State coordinator Generations United's Seniors4Kids, New Jersey
As a former educator, Council on Aging director and founder of SCAN, an adult education program, John Wanat knows the importance of education and intergenerational relationships. When Wanat's grandson Johnny was born, he became very involved in the child’s education. Along the way, he realized that many children don’t have family support for learning, which he believes has made all the difference for Johnny. That belief led him to become New Jersey state coordinator for Generations United's Seniors4Kids program, mobilizing other grandparents across the state to support funding for prekindergarten programs.

Brigitte Castellano, 66

Co-founder of the National Committee of Grandparents for Children's Rights, Albany, N.Y.
In 1995, Brigitte Castellano's daughter was killed by a drunk driver.
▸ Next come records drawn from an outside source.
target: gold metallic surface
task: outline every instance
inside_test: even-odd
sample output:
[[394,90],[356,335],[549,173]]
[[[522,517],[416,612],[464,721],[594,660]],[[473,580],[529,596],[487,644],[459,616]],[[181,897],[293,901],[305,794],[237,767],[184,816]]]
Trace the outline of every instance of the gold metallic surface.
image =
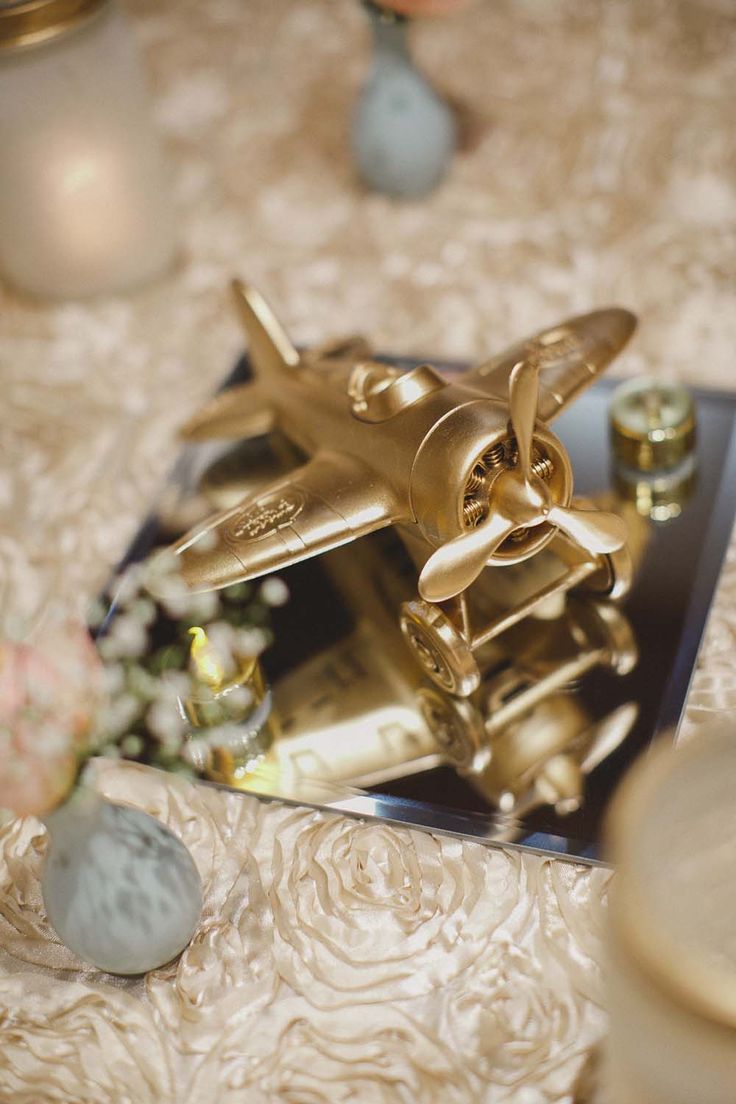
[[632,502],[642,518],[671,521],[679,518],[697,484],[695,454],[669,471],[644,474],[622,464],[614,467],[616,490]]
[[611,399],[610,432],[614,452],[626,467],[673,468],[695,447],[695,404],[682,384],[627,380]]
[[40,45],[65,34],[99,11],[108,0],[21,0],[0,4],[0,55]]
[[[722,776],[724,771],[730,771],[734,734],[728,726],[713,725],[703,742],[693,741],[676,750],[671,739],[663,737],[629,772],[617,790],[606,826],[609,856],[621,871],[611,900],[611,923],[617,941],[648,984],[675,1007],[733,1036],[736,1031],[736,976],[726,968],[728,954],[724,951],[721,963],[718,956],[705,947],[685,945],[675,936],[672,925],[662,923],[642,881],[644,864],[637,859],[641,853],[642,825],[655,815],[652,810],[660,808],[658,797],[661,800],[671,784],[678,785],[678,774],[682,785],[689,769],[698,769],[708,756],[713,758],[713,768],[719,769]],[[717,832],[717,824],[714,828]],[[724,836],[723,846],[727,839],[728,836]],[[723,856],[723,878],[733,885],[733,856],[726,850]],[[662,861],[661,857],[655,861]],[[704,903],[701,912],[707,914],[708,907]]]
[[[395,608],[408,580],[386,549],[364,541],[326,563],[354,627],[276,681],[279,734],[228,784],[300,799],[313,785],[317,799],[326,783],[370,787],[446,765],[501,813],[579,807],[586,776],[637,716],[627,703],[594,722],[569,692],[570,680],[599,665],[618,673],[622,655],[636,656],[619,611],[576,598],[554,620],[518,626],[484,652],[489,669],[481,676],[476,668],[474,691],[458,698],[429,684],[403,645]],[[422,602],[404,609],[423,628],[441,614]],[[448,625],[445,617],[437,631]],[[504,827],[503,838],[514,831]]]
[[561,530],[591,555],[625,543],[615,514],[569,509],[567,454],[537,418],[606,368],[636,325],[628,311],[570,319],[449,382],[428,365],[401,373],[356,360],[355,339],[323,359],[300,357],[255,289],[234,291],[256,381],[218,395],[184,436],[277,426],[310,459],[174,545],[193,590],[254,578],[388,524],[424,545],[419,592],[430,602],[461,594],[488,564],[527,560]]

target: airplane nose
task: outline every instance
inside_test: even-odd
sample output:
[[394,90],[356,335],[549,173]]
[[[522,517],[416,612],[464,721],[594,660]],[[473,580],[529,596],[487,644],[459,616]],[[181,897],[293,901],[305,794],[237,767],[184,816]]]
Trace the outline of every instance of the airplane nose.
[[193,593],[220,591],[241,583],[246,575],[235,553],[212,530],[173,551],[179,558],[179,573]]

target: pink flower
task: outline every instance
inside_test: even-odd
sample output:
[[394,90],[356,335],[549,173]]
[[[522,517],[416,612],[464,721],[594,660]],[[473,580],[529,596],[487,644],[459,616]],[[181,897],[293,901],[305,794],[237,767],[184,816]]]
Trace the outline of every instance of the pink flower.
[[84,628],[47,626],[31,644],[0,643],[0,808],[42,816],[68,794],[102,688]]
[[399,15],[451,15],[469,0],[377,0],[382,8]]

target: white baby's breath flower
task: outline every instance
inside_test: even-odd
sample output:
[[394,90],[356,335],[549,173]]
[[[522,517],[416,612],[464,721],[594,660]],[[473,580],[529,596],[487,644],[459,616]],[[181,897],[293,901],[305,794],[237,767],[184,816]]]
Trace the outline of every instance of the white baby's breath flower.
[[213,620],[220,612],[220,597],[214,591],[186,596],[186,614],[199,622]]
[[125,667],[121,664],[105,664],[103,667],[103,688],[113,698],[122,693],[126,684]]
[[113,598],[116,605],[126,608],[138,597],[141,587],[143,566],[134,563],[118,575],[113,586]]
[[253,693],[246,686],[235,687],[227,694],[227,705],[233,710],[245,712],[253,703]]
[[132,602],[128,609],[131,617],[135,617],[140,625],[147,628],[156,620],[156,606],[150,598],[141,595]]
[[119,694],[103,710],[103,731],[107,736],[125,735],[139,713],[140,702],[134,694]]
[[184,700],[192,690],[192,681],[186,671],[164,671],[158,683],[157,698],[162,701]]
[[128,670],[127,687],[140,701],[151,701],[159,689],[159,679],[143,667],[135,665]]
[[146,713],[146,723],[154,736],[168,744],[181,741],[185,732],[184,720],[171,702],[153,702]]
[[143,750],[143,737],[136,732],[130,732],[120,741],[120,751],[124,755],[140,755]]
[[268,644],[262,628],[238,628],[235,631],[235,649],[239,656],[259,656]]

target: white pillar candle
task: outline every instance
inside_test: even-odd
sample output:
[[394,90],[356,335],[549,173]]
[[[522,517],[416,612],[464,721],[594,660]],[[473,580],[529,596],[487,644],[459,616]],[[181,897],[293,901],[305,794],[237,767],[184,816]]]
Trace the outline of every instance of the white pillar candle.
[[106,0],[35,0],[23,23],[31,7],[0,7],[0,272],[55,298],[122,290],[174,252],[136,44]]
[[648,755],[609,822],[612,1104],[736,1100],[736,725]]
Though her daughter and grandson had been living with her, the child’s father went to court and got custody. Through the ensuing court battles and heartbreak, Brigitte reached out to other grandparents in similar situations and, together, they worked to pass the New York state Grandparent Caregiver Rights Act, which mandates courts to consider grandparents in custody decisions and notify them if their grandchild is removed from his or her parent’s home. Her passion drove her to co-found the National Committee of Grandparents for Children's Rights, a national coalition that advocates for grandparents’ interests in custody and visitation laws.

Carolyn St. Clair, 53

Founder of We Stop FASD, El Cajon, Calif.
When Carolyn St. Clair suspected that three of her four grandchildren had Fetal Alcohol Spectrum Disorders (FASD), she felt angry and helpless. So she set out to learn more about the various disabilities caused by prenatal exposure to alcohol. As her knowledge grew, she began offering workshops for at-risk families in seven states. Recently, she created We Stop FASD, a nonprofit organization whose mission is to increase awareness about the disorder.

Pat Owens, 67

Co-founder of GrandFamilies of America, Thurmont, Md.
Pat Owens has raised her grandson, Michael, since birth. Michael was 4 when she discovered he had an infant brother, but by then it was too late; the child was in the midst of being adopted by another family. Pat channeled her pain into advocating for a state law requiring authorities to notify relatives before placing a child for adoption and give family members priority if they want to raise the child. The law went into effect in 2005, but Pat kept pursuing her cause: She co-founded GrandFamilies of America and worked with others to have Congress enact federal legislation. In 2008, victory came when the Fostering Connections to Success and Increasing Adoptions Act, which includes notification requirements for all states, was signed into law.

Debbie Melching, 53

Founder, Richland County Autism Awareness Walkathon, Mansfield, Ohio
Debbie Melching noticed something different about her grandson, Daylin, shortly after he was born. At 3, the child was diagnosed with Autism Spectrum Disorder (ASD) — a situation that prompted her to start an annual Autism Awareness walkathon to raise money to help pay for services for children with autism. She has also helped create an autism support group that offers respite and activities for the families.